Achive.org isn't exempt from anything, at least not in the U.S. Their actual
_archiving_ of web content might be considered Fair Use, but that's distinct
from a right to redistribute such archived content to third parties, which in
turn is distinct from your right to make copies (e.g. to create and maintain a
copy on your hard drive by downloading the file.)

Ultimately, as regards the law of copyright, it doesn't much matter _how_ you
acquired the content. What matters is if _you_ have a valid license.

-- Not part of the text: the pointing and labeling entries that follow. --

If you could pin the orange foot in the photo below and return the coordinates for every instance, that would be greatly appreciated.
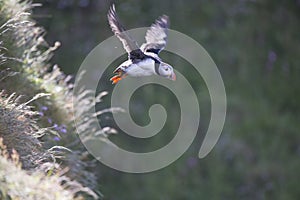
(116, 79)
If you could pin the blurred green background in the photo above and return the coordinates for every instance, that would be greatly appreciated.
(256, 46)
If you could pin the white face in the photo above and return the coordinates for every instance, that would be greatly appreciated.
(167, 71)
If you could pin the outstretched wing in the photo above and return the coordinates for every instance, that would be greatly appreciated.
(128, 43)
(156, 36)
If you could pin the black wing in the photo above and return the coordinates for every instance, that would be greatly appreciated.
(156, 36)
(129, 44)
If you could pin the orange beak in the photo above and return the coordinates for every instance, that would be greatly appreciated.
(173, 77)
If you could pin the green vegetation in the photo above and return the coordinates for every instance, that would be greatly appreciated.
(256, 46)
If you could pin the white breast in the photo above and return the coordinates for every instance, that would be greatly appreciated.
(143, 68)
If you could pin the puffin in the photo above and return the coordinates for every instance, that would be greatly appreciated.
(144, 60)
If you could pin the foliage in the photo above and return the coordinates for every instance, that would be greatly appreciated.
(25, 77)
(256, 45)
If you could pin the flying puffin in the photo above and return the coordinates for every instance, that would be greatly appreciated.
(144, 60)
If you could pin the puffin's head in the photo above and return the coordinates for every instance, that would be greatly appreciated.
(166, 71)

The reality of copyright is that the scope of authors' rights in works is
_huge_. We all regularly violate copyright. (I can't find the original
reference, but I remember once reading a draft SCOTUS opinion where a justice
wanted to claim that transcribing a poem onto a sheet of paper from a radio
broadcast was obviously not a violation of copyright--not fair use, but
outside the scope of copyright entirely--but all the other justices quickly
corrected him.) However, authors' ability to detect infringement, and their
available remedies, are knowingly and intentionally circumscribed. The law
often works this way (i.e. rights not being co-extensive with remedies), but
it's taken to the extreme in copyright. For one thing, it means that more than
most areas of the law, strict legality is quite divorced from your intuition.
Also, this can lead to complex conflicts between your personal ethical system
and the law.